Students preparing cleaning solutions

It seemed only natural that together they soon began to look at the Green Classroom in the context of the local environment. Becker lies just inside of the West Bouldin Creek watershed, which flows into Lady Bird Lake and the Colorado River beyond it. So fifth grade students tested the water and were unhappy to find it highly polluted. They learned traditional cleaning products were amongst pollutants found in the local groundwater, harming local flora and fauna. So, naturally, they decided to find a solution to the problem.

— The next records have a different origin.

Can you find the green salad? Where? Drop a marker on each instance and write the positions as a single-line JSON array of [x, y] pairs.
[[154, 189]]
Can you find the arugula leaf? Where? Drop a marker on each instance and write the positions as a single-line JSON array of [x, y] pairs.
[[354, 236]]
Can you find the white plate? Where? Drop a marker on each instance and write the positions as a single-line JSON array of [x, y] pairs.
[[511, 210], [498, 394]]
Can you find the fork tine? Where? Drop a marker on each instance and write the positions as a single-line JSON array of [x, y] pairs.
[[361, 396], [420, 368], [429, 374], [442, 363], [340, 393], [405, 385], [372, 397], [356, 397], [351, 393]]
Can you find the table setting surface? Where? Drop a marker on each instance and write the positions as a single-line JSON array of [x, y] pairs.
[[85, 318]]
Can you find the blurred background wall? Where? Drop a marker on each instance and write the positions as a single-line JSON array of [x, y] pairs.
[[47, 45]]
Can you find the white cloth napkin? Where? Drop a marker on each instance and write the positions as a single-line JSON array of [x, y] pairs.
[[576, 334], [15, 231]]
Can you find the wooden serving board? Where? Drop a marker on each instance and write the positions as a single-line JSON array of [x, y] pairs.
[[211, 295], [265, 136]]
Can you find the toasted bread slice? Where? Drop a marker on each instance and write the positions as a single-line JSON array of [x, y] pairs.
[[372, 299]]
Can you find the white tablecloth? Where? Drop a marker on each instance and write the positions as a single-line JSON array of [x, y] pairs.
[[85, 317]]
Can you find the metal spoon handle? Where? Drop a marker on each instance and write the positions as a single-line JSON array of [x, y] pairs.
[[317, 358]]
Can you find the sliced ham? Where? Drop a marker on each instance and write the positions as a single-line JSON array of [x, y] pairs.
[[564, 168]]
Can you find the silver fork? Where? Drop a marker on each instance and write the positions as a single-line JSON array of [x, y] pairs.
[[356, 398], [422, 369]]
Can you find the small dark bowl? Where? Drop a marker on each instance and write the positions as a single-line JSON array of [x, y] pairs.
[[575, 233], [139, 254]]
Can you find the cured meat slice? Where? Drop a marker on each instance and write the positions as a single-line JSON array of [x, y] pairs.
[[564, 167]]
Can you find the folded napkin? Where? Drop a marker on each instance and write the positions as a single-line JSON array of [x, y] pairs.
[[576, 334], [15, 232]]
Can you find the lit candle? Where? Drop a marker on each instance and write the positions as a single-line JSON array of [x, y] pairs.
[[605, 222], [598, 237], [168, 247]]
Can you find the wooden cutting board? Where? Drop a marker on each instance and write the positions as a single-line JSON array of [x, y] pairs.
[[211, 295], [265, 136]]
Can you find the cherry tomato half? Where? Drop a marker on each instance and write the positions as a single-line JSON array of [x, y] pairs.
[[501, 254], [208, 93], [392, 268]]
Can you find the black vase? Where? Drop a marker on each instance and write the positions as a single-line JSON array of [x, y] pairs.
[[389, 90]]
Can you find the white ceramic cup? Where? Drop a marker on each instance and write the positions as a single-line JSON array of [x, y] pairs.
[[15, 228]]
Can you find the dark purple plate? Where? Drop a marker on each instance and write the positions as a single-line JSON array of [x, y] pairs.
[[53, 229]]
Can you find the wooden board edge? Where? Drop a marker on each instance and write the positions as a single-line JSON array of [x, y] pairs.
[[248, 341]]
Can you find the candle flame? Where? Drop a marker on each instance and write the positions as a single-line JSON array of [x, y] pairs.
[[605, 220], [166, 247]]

Guided by Marshall the students consulted Clean and Green: The Complete Guide to Nontoxic and Environmentally Safe Housekeeping, where they found information and recipes that resulted in their non-toxic household cleaning kits. Each kit included window cleaning solution, scouring powder, a soft scrub, bathroom cleaner, laundry detergent, fabric softener, a dusting aid, a carrying case, and a set of instructions for making more of each product. The main ingredients were baking soda, borax, vinegar, vegetable oil, and salt. Not only did they work weekends to measure, mix, and bottle their own environmentally friendly cleaning products, the fifth graders took to the streets, knocking on doors to explain their work to Becker’s human neighbors.

Although they only made seventy five cents per kit, the students were rewarded with the first of three President’s Environmental Youth Awards, a $2,000 grant for the Green Classroom, and a trip to Washington, DC.